One randomised clinical trial provided education to parents which included recognising hunger and satiety cues, feeding in response to hunger and not as an emotional response and age-appropriate portion sizes. The study demonstrated that providing parents with responsive feeding support, reduced rapid infant weight gain, reduced prevalence of overweight infants (at age one year) and improved adherence to dietary guidelines post transition to solid food.6 The intervention benefited both breastfed and formula-fed infants.

The importance of responsive feeding

Responsive breastfeeding recognises that feeds do not simply provide nutrition, but also offers love, comfort and reassurance between a mother and her baby.7 Responsive breastfeeding has multiple benefits including satisfying hunger and providing reassurance for a distressed baby. Therefore, breastfeeding may vary in frequency and length, depending on the needs of the mother and baby. Parents should be reassured that breastfed babies cannot be ’overfed’ or ’spoilt’ by frequent breastfeeding.7

It is possible to practice responsive feeding when formula-feeding, however it is important to acknowledge the risks of overfeeding.7 A systematic review found a positive relationship exists between ‘indulgent feeding’ and overweight/obesity in children and infants. A proposed explanation for these associations, particularly during early years, is parents’ use of feeding as a strategy to calm their child’s behaviour.8 Parents should be supported to identify their baby’s hunger and fullness cues and how to effectively feed whilst keeping their babies close to promote bonding.9 The following strategies can help implement responsive feeding in formula-fed infants:7,9

  • Offer the bottle in response to hunger cues.
  • Gently invite the baby to accept the teat.
  • Practice paced bottle feeding.
  • Avoid forcing the baby to finish the feed.
  • Practice bonding with the baby through eye and skin-to-skin contact.
  • In the first few weeks, try to minimise the number of people regularly feeding the baby to help strengthen the bond between baby and parent.

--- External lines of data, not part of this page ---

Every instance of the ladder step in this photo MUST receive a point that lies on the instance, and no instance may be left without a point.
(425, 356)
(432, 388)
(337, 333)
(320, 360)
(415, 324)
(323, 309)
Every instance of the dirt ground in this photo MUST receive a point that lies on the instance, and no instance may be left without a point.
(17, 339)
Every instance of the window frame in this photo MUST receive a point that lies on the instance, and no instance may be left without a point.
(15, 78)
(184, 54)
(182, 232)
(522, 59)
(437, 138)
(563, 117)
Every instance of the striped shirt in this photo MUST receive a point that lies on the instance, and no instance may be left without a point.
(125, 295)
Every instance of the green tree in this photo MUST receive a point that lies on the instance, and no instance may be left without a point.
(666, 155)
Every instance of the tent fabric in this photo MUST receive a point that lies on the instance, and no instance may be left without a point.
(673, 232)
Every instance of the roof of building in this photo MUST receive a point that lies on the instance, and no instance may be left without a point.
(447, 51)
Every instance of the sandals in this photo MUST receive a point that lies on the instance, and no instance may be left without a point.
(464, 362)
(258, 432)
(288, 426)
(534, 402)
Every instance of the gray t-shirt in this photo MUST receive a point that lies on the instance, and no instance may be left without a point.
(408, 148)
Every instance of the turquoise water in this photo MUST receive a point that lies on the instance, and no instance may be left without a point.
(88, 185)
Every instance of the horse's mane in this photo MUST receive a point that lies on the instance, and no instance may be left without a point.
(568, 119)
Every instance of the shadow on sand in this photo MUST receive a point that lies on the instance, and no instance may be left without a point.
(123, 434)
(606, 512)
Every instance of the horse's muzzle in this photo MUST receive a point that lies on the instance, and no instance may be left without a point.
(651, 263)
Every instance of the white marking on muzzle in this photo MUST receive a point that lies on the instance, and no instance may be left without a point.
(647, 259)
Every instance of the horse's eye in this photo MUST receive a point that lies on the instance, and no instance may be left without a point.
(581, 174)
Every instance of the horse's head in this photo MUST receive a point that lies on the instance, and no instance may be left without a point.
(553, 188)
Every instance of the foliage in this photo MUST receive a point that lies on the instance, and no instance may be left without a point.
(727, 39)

Responsive feeding helps to promote attentiveness to internal cues of hunger and satiety and successful progression to independent feeding throughout childhood.10

Importance of recognising hunger and fullness cues for responsive feeding

There still remains the common belief amongst HCPs that a ‘normal’ feeding pattern is to feed every three hours. However, to effectively practice responsive feeding, it is important that parents are taught how to recognise the signs babies use to communicate their hunger and fullness. This is particularly important in formula-fed babies to help prevent overfeeding.

Parents of formula-fed babies should be reassured that there are other effective methods to calm and soothe babies in the absence of breastfeeding (e.g., cuddling and skin-to-skin contact) which will continue to strengthen the parent-infant attachment.7

Summary

When supporting parents with infant feeding, HCPs should engage in respectful discussions with regard to feeding. Clinical evidence supports the practice of responsive feeding in both breastfed and formula-fed infants.